FMV Studio

Inspiration

FMV Studio was inspired by how fragmented the current AI video workflow still is. Even with powerful models, making a polished AI music video usually means jumping between separate tools for writing, storyboarding, image generation, video generation, music, and editing. That slows creators down and makes continuity, timing, and iteration much harder than they should be. I wanted to build a system that feels less like operating a pipeline of disconnected tools and more like directing one connected production environment.

What it does

FMV Studio is an agentic, stage-based music video studio. A project starts with screenplay, soundtrack, lore, and uploaded assets, then moves through Planning, Storyboarding, Filming, and Production while preserving context across the workflow and ensuring character, asset, and scene consistency. It can generate shot plans, storyboard frames, video clips, and a final edited sequence. It also includes a realtime Live Director that lets the user guide the system through voice or text, plus an asset system that turns uploaded images, documents, audio, and video into meaningful project context rather than passive attachments.

How we built it

I have used Google Antigravity and OpenAI CODEX to assist with coding. The frontend is built with Next.js and React, and the backend is a FastAPI orchestration service. On the model side, Gemini 3.1 Pro acts as the main orchestrator for planning, asset routing, prompt rewriting, and Live Director intent handling. Gemini 3 Flash powers the evaluator layer for fast critique and review. Gemini Live API powers the realtime Live Director voice experience. Lyria 2 is used for music generation, NanoBanana 2 powers image generation, and Veo 3.1 on Vertex AI is used for video generation. On the cloud side, the system is deployed on Cloud Run, with long-running jobs handled through Cloud Tasks and project media stored in Google Cloud Storage. I also automated deployment with Terraform and deployment scripts so the project is reproducible and cloud-native.

Challenges we ran into

The hardest problem was making the workflow feel coherent and dependable across many stages. Continuity needed to extend beyond characters to props, locations, documents, and other references. Critics needed to be reliable enough not to hallucinate issues that were not actually present. Stage rewind behavior also became surprisingly complex, because users need to move backward, revise work, and regenerate outputs without losing state or accidentally jumping forward again. Realtime voice control introduced its own challenges as well, since the Live Director needed to do more than talk back; it needed to make safe, meaningful project changes.

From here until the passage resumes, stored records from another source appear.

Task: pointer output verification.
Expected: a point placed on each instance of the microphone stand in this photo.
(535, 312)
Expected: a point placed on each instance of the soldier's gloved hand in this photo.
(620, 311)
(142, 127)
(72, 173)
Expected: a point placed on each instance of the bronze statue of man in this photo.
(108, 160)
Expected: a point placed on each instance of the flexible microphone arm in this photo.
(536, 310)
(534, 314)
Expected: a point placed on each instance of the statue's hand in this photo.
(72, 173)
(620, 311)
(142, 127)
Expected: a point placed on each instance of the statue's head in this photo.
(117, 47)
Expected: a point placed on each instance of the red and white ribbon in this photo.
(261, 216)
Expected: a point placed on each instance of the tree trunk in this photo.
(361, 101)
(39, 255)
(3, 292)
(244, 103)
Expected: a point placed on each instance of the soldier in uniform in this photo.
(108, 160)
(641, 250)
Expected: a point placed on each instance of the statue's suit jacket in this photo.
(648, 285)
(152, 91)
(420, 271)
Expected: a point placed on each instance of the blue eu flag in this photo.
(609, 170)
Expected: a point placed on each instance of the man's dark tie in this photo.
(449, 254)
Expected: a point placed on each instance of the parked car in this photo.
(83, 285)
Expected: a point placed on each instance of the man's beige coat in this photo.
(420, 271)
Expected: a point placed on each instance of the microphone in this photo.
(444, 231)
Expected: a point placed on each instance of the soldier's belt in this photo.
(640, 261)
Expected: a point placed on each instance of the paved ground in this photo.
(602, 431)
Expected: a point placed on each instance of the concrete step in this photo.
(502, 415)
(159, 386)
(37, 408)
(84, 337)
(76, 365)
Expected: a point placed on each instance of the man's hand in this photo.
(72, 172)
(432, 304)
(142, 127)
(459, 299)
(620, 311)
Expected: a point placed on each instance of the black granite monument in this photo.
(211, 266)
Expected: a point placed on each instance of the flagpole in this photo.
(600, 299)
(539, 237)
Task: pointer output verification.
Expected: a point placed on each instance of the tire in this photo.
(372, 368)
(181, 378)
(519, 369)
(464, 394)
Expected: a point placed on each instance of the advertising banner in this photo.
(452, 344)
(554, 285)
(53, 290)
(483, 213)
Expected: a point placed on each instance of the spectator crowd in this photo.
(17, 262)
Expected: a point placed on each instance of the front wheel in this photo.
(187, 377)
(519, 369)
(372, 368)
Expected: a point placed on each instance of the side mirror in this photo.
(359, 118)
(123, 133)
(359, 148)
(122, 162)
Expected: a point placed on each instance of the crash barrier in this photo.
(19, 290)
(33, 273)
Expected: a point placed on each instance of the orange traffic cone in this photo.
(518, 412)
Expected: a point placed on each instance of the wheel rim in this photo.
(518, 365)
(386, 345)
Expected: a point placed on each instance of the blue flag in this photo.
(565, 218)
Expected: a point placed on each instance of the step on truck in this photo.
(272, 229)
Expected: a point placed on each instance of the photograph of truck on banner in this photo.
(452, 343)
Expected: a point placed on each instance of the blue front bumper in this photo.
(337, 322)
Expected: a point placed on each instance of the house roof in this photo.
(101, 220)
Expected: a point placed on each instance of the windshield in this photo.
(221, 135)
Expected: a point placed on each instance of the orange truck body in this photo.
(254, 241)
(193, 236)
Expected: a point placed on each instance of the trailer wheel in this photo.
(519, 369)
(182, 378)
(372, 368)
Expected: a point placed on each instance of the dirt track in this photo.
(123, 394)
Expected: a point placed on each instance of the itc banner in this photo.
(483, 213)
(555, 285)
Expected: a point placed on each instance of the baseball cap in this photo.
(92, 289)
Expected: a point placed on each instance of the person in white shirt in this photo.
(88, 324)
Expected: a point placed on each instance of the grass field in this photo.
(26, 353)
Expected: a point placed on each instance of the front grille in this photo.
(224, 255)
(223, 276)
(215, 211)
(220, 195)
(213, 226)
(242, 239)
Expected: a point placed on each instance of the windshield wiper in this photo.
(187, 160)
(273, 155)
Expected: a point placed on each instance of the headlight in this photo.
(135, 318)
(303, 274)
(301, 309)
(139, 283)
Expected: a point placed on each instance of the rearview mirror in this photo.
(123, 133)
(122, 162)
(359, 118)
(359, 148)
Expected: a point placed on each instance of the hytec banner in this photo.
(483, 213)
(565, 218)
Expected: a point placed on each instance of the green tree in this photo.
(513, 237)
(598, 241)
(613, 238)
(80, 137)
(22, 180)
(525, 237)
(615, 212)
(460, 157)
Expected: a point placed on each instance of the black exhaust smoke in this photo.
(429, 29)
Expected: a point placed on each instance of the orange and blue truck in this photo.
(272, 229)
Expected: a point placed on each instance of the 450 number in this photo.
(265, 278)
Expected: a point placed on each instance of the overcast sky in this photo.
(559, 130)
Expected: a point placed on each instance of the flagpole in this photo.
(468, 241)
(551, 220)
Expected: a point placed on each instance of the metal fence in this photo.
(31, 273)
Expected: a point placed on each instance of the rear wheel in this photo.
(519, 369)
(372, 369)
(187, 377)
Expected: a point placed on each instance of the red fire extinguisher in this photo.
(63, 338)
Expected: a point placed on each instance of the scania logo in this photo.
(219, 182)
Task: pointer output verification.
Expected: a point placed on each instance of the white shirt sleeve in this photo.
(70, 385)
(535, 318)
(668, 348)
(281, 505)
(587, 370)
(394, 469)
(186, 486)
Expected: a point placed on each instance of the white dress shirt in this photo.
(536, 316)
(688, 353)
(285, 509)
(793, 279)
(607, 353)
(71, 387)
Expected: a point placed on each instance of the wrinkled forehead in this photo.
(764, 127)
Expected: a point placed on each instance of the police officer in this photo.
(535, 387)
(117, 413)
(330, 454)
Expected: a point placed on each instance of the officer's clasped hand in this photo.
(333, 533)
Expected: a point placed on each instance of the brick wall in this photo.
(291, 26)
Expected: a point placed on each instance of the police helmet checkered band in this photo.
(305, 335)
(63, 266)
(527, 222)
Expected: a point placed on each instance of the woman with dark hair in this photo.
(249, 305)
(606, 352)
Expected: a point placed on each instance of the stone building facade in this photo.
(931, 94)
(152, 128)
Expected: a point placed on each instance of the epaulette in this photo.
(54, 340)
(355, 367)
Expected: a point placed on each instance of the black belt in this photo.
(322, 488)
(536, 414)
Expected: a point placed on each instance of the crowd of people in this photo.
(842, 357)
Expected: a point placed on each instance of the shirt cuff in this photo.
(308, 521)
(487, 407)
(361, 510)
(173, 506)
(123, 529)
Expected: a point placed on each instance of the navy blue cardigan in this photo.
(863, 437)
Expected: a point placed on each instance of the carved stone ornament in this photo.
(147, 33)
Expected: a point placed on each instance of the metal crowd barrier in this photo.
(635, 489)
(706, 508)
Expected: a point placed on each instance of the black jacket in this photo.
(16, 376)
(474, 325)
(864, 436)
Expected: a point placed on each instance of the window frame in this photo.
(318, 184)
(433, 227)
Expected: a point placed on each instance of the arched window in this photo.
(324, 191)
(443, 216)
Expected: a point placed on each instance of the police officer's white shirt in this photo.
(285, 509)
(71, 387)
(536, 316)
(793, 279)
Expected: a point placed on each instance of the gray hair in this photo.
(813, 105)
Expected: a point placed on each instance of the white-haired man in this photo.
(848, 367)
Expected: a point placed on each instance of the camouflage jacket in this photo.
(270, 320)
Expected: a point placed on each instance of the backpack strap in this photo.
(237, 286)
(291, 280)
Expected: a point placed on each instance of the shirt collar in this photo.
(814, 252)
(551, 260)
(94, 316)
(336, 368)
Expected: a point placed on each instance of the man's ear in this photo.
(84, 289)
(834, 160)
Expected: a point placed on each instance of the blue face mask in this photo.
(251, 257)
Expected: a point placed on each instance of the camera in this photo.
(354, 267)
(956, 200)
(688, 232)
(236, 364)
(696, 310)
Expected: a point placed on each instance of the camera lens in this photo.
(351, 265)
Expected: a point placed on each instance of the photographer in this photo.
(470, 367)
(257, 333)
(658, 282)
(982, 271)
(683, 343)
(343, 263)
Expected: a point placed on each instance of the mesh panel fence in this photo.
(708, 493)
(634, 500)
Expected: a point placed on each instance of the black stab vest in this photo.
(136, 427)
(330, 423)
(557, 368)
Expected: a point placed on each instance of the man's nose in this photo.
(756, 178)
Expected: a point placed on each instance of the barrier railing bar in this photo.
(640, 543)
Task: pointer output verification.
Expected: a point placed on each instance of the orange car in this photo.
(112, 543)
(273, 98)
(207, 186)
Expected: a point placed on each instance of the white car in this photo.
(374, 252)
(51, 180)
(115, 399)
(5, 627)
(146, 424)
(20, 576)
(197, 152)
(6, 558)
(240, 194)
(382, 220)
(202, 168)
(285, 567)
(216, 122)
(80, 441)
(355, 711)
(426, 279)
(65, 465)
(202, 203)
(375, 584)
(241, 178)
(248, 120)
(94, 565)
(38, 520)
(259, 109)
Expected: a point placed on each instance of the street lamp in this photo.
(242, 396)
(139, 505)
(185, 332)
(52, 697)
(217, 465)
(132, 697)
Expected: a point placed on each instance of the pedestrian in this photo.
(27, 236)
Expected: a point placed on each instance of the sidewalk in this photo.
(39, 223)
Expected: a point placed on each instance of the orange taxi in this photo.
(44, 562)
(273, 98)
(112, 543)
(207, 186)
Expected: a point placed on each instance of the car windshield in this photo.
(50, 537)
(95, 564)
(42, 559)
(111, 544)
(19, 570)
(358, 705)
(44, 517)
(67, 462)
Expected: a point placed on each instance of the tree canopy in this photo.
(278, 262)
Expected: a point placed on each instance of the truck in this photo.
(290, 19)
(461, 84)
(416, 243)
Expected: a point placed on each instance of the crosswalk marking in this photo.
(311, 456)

Accomplishments that we're proud of

The thing I’m proudest of is that FMV Studio gives the user a way to direct the whole production and be as hands-on or hands-off as they choose. The Live Director, stage-based workflow, asset-aware context system, and production timeline all work together as one creative environment. I’m also proud that the app runs as a real cloud-deployed system on Google Cloud instead of just a local prototype, with automated deployment and a public repo that shows exactly how it was built.

What we learned

The biggest lesson was that strong multimodal products are not only about model quality. They are also about workflow architecture, state management, trust, and user control. A powerful model can generate a frame or clip, but the harder problem is making all of those capabilities work together in a way that feels coherent and dependable. I also learned that critics need grounding and consensus, and that durable async state becomes essential as soon as media generation moves from local experimentation to a real cloud deployment.

What's next for FMV Studio

The next step is to keep improving reliability, creative control, and provider flexibility, including support for more models. That includes making the Live Director even more capable, expanding asset-aware continuity, improving production editing, and continuing to optimize the cloud workflow for speed and robustness. Longer term, the goal is for FMV Studio to become a general directing environment for AI-native video production that goes beyond just music videos and is extended to general purpose videos and film scenes. The pipeline itself is already robust and can be easily adapted for other use-cases.